The creation of Wired and HotWired ten years ago is an interesting narrative. But it’s even more fascinating as an allegorical tale of generations. Louis Rossetto – a Baby Boomer – saw the media experience as something to be controlled. “What people want from HotWired is our point of view, our mix, our insight, our personality.” To Louis, the web was the new Guttenberg press and he was in the business of hammering out a new kind of broadsheet.

Much of the tension in “Wired: A Romance” stems from the generational battle between Boomer Louis and the wry Gen Xers of “the Grotto,” where HotWired was conceived and created. (Many of the bright lights of HotWired were, in fact, creating their own sites on the side, stealing not only Louis’s time, but also a fair amount of his bandwidth.) But in my opinion, they didn’t get it right either. To the Xers, the web was a megaphone for pure self-expression, self-satisfaction and irony. “Look at me! Look at how clever I am!”

Little did we know in 1994 that the first members of the real “digital vanguard” – those who would realize Wired’s vision of the world – were only in middle school at the time. The first Millennials are graduating from college this year and to them the web isn’t about publishing or protest; it’s just the center of the universe, the foundation for all they do, learn and say. Millennials also tend toward a higher level of cooperation, collaboration and teamwork than those in Gen X, which is borne out in their use of cell phones, IM, blogs and more.

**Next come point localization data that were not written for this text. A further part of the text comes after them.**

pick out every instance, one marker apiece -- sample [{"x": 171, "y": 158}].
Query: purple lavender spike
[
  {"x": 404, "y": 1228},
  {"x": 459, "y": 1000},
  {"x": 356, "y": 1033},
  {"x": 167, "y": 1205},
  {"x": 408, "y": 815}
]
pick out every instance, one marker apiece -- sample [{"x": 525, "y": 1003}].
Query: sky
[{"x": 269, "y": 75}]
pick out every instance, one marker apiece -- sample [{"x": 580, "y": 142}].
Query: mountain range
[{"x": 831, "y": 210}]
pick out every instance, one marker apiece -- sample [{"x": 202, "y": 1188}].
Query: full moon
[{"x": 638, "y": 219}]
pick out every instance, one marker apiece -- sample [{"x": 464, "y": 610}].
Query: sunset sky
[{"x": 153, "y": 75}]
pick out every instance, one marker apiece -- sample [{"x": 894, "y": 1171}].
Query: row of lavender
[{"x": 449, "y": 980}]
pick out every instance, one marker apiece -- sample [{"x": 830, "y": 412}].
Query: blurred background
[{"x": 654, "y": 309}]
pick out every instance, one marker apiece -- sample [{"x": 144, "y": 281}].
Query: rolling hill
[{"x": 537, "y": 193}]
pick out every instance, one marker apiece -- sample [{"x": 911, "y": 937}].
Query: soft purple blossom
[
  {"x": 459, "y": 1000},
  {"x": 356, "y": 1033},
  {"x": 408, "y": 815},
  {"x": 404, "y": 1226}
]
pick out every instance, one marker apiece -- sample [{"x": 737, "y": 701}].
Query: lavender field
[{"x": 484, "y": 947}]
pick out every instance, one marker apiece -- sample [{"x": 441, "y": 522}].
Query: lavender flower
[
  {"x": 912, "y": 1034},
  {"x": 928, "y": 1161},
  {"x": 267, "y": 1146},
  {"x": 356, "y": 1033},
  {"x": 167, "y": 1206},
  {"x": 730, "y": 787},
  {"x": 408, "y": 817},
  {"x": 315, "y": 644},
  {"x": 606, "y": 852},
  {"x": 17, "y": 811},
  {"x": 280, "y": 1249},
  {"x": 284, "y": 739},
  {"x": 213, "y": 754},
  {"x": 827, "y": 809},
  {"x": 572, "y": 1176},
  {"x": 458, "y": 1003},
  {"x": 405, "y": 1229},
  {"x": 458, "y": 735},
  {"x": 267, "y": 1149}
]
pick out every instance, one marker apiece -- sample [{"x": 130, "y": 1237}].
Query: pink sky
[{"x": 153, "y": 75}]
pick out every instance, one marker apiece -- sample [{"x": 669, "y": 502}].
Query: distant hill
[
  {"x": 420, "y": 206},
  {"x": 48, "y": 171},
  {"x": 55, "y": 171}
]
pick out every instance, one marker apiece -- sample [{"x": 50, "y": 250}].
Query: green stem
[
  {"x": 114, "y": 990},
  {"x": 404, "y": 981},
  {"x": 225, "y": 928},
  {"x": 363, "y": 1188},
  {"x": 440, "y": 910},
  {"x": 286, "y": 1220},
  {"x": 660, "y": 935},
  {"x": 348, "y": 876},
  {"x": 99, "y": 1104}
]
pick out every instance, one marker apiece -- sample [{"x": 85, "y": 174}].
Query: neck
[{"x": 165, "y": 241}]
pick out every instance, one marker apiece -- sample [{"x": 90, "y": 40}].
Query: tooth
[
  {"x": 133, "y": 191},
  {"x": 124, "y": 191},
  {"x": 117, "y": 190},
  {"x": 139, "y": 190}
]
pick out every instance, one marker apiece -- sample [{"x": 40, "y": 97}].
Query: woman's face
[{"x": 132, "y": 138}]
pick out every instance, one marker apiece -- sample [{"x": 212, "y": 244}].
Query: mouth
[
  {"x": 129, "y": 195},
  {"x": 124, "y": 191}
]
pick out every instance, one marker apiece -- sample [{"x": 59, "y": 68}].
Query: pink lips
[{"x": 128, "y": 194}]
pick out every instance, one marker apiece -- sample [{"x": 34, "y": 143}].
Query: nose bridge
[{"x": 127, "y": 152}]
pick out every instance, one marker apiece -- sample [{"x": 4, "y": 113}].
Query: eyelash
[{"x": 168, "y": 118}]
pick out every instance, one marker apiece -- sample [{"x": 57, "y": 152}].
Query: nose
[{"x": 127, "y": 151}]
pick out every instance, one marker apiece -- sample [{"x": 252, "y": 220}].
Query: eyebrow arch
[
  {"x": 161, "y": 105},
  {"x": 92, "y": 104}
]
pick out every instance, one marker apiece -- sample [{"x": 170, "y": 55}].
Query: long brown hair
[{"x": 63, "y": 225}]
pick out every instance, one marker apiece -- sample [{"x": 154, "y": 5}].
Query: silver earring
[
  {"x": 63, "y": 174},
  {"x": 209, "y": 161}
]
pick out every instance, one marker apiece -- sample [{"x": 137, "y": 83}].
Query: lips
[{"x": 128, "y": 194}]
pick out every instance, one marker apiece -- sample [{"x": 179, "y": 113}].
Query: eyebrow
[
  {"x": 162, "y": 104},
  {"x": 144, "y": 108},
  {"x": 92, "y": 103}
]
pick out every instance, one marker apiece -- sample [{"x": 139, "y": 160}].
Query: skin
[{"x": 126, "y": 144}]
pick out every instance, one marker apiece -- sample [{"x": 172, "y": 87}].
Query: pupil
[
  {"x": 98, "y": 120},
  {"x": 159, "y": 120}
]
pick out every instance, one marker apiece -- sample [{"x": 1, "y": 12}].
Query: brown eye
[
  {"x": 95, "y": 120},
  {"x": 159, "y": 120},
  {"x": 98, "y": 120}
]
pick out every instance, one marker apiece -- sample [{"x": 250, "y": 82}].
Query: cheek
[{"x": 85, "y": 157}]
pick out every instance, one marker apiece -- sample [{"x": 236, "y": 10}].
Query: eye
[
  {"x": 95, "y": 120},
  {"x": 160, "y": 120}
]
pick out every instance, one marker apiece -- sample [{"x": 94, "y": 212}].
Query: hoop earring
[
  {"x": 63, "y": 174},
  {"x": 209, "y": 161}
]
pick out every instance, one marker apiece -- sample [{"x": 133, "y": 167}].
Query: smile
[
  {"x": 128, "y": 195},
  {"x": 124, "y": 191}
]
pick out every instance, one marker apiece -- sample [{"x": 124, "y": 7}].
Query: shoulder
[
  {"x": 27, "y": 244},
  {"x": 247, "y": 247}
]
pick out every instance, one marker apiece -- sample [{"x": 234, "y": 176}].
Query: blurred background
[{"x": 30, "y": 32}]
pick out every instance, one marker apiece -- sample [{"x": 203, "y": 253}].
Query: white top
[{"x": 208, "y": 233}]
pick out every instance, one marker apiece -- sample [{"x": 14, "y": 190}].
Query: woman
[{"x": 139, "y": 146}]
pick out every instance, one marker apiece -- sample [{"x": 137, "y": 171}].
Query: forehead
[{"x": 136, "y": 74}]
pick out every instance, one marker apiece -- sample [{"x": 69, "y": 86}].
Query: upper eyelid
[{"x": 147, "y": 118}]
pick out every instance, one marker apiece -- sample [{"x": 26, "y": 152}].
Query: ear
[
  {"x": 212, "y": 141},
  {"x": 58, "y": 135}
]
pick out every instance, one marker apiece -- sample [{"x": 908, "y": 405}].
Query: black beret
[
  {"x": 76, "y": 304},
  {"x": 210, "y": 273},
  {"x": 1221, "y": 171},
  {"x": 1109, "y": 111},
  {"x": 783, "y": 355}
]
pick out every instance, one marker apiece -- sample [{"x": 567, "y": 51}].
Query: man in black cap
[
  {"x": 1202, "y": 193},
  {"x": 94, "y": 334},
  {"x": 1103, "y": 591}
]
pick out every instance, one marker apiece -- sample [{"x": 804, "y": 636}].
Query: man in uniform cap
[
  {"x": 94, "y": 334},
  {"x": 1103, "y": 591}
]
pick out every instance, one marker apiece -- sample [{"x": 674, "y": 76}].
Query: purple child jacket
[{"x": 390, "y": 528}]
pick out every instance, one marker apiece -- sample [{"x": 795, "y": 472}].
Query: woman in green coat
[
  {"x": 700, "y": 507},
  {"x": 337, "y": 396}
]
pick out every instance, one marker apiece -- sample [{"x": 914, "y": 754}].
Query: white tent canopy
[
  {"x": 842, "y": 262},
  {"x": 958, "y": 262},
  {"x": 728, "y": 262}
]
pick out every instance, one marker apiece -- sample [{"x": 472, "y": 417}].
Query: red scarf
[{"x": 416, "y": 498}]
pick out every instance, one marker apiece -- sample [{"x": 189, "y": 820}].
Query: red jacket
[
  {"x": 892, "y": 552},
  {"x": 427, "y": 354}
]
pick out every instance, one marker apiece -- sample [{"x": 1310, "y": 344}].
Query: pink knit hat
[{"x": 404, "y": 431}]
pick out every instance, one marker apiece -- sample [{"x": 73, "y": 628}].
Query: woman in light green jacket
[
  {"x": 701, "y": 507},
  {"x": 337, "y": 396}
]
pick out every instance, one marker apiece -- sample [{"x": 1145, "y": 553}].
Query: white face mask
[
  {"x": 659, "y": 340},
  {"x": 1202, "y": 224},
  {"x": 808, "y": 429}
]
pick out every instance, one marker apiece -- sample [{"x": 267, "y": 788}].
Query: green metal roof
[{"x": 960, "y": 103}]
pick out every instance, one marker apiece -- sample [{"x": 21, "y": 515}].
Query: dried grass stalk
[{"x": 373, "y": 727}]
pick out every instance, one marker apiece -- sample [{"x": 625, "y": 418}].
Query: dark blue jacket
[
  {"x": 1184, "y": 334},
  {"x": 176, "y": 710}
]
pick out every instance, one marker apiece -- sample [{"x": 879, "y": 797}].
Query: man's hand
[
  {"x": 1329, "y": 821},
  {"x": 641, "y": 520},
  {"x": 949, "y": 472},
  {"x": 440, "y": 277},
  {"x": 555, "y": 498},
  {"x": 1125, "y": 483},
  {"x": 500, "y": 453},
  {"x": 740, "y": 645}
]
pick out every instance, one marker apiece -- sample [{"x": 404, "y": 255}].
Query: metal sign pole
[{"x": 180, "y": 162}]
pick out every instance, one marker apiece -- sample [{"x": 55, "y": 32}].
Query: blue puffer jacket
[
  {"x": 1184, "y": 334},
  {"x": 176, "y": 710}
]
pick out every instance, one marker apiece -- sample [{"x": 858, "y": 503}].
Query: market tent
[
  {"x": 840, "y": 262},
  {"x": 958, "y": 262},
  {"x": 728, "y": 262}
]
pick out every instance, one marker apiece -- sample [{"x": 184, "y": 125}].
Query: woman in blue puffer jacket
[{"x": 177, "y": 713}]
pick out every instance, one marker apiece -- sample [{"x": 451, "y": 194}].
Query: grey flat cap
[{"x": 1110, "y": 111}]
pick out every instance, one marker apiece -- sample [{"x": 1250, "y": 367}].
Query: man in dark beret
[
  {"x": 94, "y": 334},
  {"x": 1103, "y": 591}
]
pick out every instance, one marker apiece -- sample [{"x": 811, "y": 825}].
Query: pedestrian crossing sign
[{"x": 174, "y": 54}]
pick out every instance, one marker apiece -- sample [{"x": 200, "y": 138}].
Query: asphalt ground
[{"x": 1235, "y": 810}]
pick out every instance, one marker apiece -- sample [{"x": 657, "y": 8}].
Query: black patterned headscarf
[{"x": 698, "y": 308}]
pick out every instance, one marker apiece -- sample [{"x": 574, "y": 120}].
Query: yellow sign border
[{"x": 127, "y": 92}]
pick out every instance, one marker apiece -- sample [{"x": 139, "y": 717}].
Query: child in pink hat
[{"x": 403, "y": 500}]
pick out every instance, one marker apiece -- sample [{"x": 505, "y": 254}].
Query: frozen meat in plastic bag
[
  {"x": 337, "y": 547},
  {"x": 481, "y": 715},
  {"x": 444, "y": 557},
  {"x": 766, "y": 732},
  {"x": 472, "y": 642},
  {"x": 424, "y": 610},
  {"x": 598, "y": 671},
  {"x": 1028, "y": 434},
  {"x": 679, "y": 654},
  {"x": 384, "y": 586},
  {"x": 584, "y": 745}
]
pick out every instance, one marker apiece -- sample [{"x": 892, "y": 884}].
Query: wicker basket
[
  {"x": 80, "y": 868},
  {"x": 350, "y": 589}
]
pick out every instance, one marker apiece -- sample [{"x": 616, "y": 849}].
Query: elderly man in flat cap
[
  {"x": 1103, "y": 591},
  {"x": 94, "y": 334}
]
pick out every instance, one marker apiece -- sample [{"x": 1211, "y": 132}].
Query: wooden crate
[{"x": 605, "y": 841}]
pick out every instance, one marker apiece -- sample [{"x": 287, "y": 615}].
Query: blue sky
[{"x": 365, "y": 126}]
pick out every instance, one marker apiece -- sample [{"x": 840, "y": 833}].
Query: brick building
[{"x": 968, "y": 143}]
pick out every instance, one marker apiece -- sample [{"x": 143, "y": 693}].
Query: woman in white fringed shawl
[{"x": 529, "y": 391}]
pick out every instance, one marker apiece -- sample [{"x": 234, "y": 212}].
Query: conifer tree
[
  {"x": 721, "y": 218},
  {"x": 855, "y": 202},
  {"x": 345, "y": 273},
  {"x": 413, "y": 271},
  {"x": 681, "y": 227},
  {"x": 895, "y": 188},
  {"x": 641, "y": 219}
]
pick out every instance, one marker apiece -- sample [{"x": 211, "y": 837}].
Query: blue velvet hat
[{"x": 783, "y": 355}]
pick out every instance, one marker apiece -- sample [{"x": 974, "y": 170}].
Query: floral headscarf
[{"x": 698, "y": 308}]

Marketers and media purveyors who appeal to teenagers, tweens and younger kids have already experienced the tectonic shift in media usage and media attitudes among their customers. As the Millennial generation slides into young adulthood, its true social, financial and cultural impact is just beginning to be felt.

Louis Rossetto and Jane Metcalfe, wherever you are and whatever you’re doing today, please know that you were right about all the big ideas. And know that your kids are the ones who will make it all happen.